2021 Trauma/Critical Care Presentations

MSS14: DOES PLACEMENT OF INTRACRANIAL PRESSURE MONITORS CHANGE CLINICAL OUTCOMES IN PATIENTS WITH SEVERE TRAUMATIC BRAIN INJURY ADMITTED TO A LEVEL 1 TRAUMA CENTER?
Joshua Lane, CPT, PAC; Jordan Guice, MAJ, MD; Alexander Mills, CPT, DO; Valerie Sams, LtCol, MD; Remealle How, Maj, MD; Samuel Williams, Maj, AGACNPBC; San Antonio Military Medical Center

Objectives: Traumatic Brain Injury (TBI) is a leading cause of morbidity and mortality and is a prevalent diagnosis among military and civilian trauma patients.  In 2016, the Brain Trauma Foundation (BTF) released updated guidelines for managing patients with severe TBI that recommended intracranial pressure (ICP) monitoring (Level IIB).  At our institution, a large proportion of patients meeting severe TBI criteria do not receive ICP monitoring for various reasons.  Consequently, we sought to compare outcomes in patients who received invasive ICP monitoring versus those who did not. We hypothesized that ICP monitoring did not significantly improve outcomes in our patients with severe TBI.

Methods: We identified patients with severe TBI admitted to our institution between January 2016 and May 2019. Patient demographics, admission physiology, neurosurgical intervention (excluding ICP monitoring), hospital procedures, and outcomes were compared between patients who underwent invasive ICP monitoring and those who did not.  Descriptive statistics were calculated and comparisons between the two groups were performed using Chi-Squared test, Fisher’s exact test, and t-test.

Results:  Of the 222 severe TBI patients in this study, 60 patients (27%) underwent invasive ICP monitoring compared to 162 patients (73%) who did not. Demographics, neurosurgical interventions, admission vitals, and admission Glasgow Coma Scale were not significantly different between groups.  The non-monitored group had significantly fewer days in the ICU (mean 8.2 vs 16.7; p<0.0001), on mechanical ventilation (mean 4.9 vs 11.6;p<0.0001), and in the hospital (mean 19.8 vs 36.2; p=0.0005). It also had lower incidence of tracheostomy (12.4% vs 50%; p<0.0001), gastrostomy tube placement (16.67% vs 46.67%; p<0.0001), and IVC filter placement (1.85% vs 15%;p=0.0004). In-hospital mortality in the monitored group was significantly higher (25% vs 9.88%; p=0.0059). Notably, the ICP monitor group had significantly higher ISS (28.8 vs 24.9; p=0.0163) and lower TRISS (0.49 vs 0.61; p= 0.003). Multivariable logistic regression analysis on mortality was performed adjusting for ISS and TRISS, which continued to demonstrate significantly higher mortality in the ICP monitor group.

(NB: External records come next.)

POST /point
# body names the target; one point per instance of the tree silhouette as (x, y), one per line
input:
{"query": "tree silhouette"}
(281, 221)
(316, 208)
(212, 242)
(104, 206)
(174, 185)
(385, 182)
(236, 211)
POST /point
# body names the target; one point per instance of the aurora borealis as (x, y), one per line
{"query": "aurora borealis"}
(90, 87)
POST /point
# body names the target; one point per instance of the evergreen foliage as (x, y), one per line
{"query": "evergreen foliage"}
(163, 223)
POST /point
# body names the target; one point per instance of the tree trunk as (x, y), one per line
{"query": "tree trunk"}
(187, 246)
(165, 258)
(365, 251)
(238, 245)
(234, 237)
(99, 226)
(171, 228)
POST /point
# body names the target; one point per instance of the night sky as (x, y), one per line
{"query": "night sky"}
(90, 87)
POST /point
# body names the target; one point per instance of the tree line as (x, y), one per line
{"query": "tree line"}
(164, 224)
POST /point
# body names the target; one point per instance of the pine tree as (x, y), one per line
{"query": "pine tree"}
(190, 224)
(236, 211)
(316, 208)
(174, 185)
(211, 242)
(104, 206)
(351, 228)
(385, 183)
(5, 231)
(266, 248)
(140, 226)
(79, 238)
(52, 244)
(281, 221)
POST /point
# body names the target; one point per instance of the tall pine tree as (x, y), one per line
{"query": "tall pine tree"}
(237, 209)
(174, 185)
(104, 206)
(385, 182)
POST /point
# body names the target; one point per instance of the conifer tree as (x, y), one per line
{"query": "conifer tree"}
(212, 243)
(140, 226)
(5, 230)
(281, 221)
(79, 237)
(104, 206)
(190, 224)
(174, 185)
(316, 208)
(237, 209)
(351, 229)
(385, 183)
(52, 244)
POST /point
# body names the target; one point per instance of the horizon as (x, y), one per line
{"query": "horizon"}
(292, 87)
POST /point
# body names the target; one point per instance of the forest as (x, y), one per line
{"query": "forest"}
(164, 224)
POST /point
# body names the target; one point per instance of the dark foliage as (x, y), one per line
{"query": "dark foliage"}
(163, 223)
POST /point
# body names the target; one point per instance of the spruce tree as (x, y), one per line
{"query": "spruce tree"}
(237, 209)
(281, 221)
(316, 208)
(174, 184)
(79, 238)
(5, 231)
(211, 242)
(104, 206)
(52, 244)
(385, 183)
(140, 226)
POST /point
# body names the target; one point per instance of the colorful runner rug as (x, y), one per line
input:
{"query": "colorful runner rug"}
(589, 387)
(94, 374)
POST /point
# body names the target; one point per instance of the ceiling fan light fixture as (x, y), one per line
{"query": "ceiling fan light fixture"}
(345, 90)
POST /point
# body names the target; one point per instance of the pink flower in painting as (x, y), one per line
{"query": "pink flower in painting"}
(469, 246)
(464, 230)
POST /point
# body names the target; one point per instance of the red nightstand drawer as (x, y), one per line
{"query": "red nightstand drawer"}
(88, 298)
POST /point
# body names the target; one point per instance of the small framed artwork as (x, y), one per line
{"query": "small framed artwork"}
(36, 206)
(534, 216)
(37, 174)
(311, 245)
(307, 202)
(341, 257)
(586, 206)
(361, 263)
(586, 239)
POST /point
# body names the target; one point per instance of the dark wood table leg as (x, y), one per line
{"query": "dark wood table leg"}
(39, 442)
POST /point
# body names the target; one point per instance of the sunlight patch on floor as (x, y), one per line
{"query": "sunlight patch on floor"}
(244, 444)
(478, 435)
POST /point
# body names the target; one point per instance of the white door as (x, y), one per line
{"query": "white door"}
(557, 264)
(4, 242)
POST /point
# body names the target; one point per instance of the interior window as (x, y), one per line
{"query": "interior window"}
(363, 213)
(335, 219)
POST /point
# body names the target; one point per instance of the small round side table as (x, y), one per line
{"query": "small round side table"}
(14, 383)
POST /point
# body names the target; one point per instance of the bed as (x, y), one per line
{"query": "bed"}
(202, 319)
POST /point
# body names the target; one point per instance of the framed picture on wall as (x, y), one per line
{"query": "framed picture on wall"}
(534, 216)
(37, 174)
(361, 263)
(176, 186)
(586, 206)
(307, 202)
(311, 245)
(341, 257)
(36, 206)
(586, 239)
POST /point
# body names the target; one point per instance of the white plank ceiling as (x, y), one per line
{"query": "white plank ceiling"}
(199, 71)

Conclusion: At our institution, the majority of patients with severe TBI did not have invasive ICP monitoring, but had more favorable outcomes than those patients who had invasive ICP monitors.  These findings suggest a need to re-evaluate indications for ICP monitoring in severe TBI patients in our institution and further studies to analyze patient characteristics that may aid in selection of those who will maximally benefit from invasive ICP monitoring.